Come di recente ha ricordato il sempre lucidissimo Sabino Cassese, storia e geopolitica sembrano prendersi le loro rivincite in questi mesi così convulsi. La storia non è né morta, né finita come si è, dopo il crollo bipolare, finto di credere. Ma non solo: la geopolitica senza la storia è puro esercizio di stile. Da Pietro il Grande a Vladimir Putin, passando per Caterina II e Iosif Stalin: la spinta verso ovest rappresenta per la Russia un’attrazione magnetica costante negli ultimi 350 anni. Le garanzie di sicurezza che gli europei e gli statunitensi offriranno a Kiev ci diranno se la storia è riuscita ad elevare la geopolitica.
Voltare le spalle all’Ucraina, come già accaduto nel 1994 quando Kiev ha alienato alla Russia senza alcuna contropartita il suo arsenale atomico, sarebbe imperdonabile. Far capire a Trump che l’Europa esiste ed è pronta ad entrare finalmente nell’età adulta potrebbe avere un effetto benefico anche sulla delicata partita dei dazi. L’arte della diplomazia non sembra parte del bagaglio dell’immobiliarista newyorchese, eppure non dovrebbe essere difficile capire che le sirene cinesi potrebbero tornare in auge in Europa, mentre il «dear friend Putin» non sembra comunque deciso a rompere la partnership strategica «senza limiti» con Pechino.

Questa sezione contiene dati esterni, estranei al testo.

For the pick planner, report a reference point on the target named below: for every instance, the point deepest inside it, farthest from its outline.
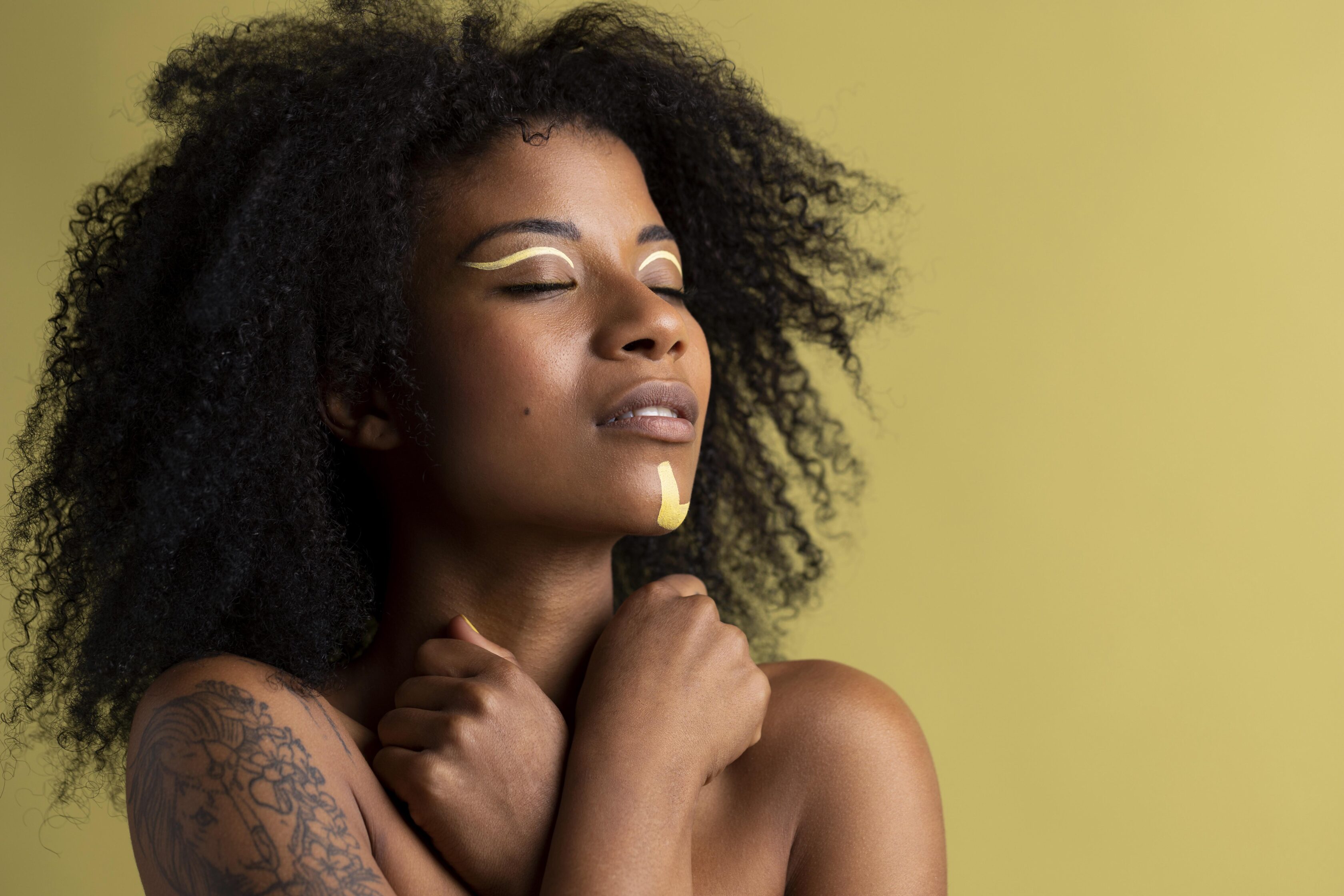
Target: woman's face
(545, 306)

L’antieuropeismo potrà anche caratterizzare lo zoccolo duro dell’elettorato trumpiano, ma chi scrive nutre ancora l’illusione di pensare che non tutto sia perduto. Gli europei “in missione” a Washington lo sono per loro stessi, per l’Ucraina e per il futuro dell’Occidente o perlomeno per chi spera che ne esiste ancora uno.